The government funding support is said to be over Rs 200 crore, which will mostly be in access to the scarce and expensive dedicated computing infrastructure. Sarvam has, on its own, raised about $41 million from venture capitalists in December 2023. So, the real value of government support, besides giving it a shot in the arm and raising its credibility, will be in getting clearances and access to national datasets that will expedite and fast-track development. There are still concerns regarding the data governance framework and laws, which are still in a nascent stage. The National Data Governance Framework Policy and the Digital Personal Data Protection Act (DPDP) of 2023 are perceived to be works in progress as the domain has been undergoing continuous changes, and criticism from well-meaning quarters indicates that the DPDP Act has room for improvement.
The unique thing about the Indian LLM will be customisation to the requirements of a diverse country which has multiple languages and varying levels of literacy and computer literacy, despite a change in the latter due to widespread access to smartphones across all sections of the society.
Sarvam models have been designed to support Indian languages and, more importantly, enable voice interactions.
The path to building the indigenous LLM is full of thorny challenges. The two most obvious ones are capital and time. LLM projects are money and resource guzzlers and take an inordinately long time.
Moreover, setting up the necessary computing infrastructure – that is, supercomputers and HPC or high-performance computing – requires huge investments, and there’s a risk of geopolitical supply chain challenges arising out of the ongoing global trade conflicts. Thus, building a robust model and its countrywide and population-scale deployment would need much longer timelines. Another major constraint is the availability of a skilled workforce. The AI talent pipeline needs to be put in place, and that would require sweeping changes in engineering and science education to incorporate cutting-edge technologies relating to AI, machine learning and data in the curriculum in a structured way.

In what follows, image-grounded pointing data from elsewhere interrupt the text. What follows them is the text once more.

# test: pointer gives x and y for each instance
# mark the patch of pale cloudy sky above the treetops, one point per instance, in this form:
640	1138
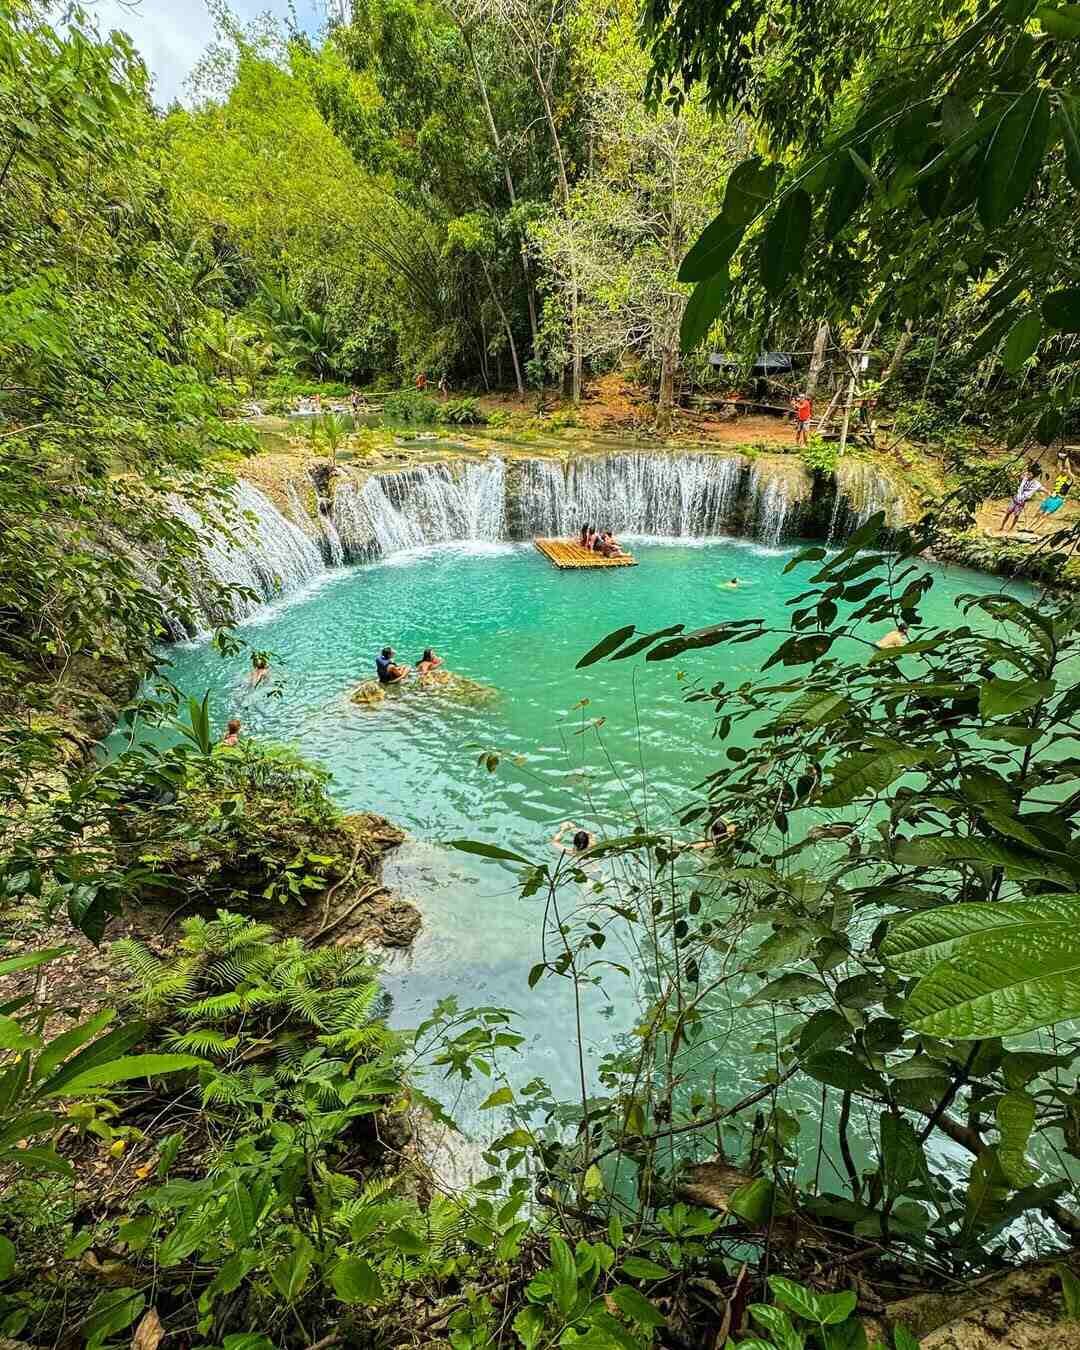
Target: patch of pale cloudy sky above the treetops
173	34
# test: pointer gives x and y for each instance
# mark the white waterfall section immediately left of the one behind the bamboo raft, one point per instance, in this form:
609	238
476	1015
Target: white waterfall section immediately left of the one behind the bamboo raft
426	506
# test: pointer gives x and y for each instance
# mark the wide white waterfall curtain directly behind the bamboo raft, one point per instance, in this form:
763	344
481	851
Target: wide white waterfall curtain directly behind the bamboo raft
668	496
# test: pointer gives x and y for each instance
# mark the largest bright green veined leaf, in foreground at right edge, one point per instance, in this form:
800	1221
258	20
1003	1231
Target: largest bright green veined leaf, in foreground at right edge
1012	969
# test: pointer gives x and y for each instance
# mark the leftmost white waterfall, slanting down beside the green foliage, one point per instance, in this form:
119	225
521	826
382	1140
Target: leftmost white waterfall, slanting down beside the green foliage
259	550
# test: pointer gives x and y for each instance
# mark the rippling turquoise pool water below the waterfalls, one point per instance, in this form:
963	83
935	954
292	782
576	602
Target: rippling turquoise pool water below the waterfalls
502	615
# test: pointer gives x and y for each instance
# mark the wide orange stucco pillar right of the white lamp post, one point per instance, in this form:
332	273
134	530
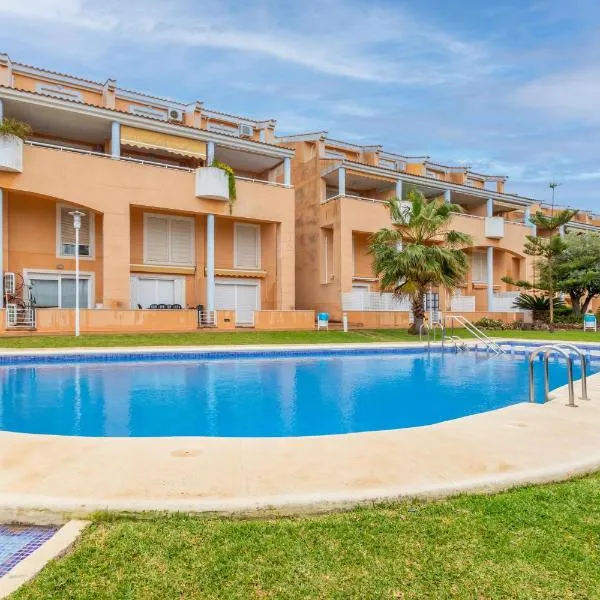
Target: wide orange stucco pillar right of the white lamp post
116	248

There is an “India Future Skills” initiative, but it has a long way to go.
Despite being an IT and software services powerhouse for nearly three decades, India has not had much success in developing global technology products and platforms that could match and compete with those of American and Chinese tech giants. The start-ups could draw inspiration from the development and deployment of UPI in India as a public-private partnership, which accounts for half of the global real-time payment transactions.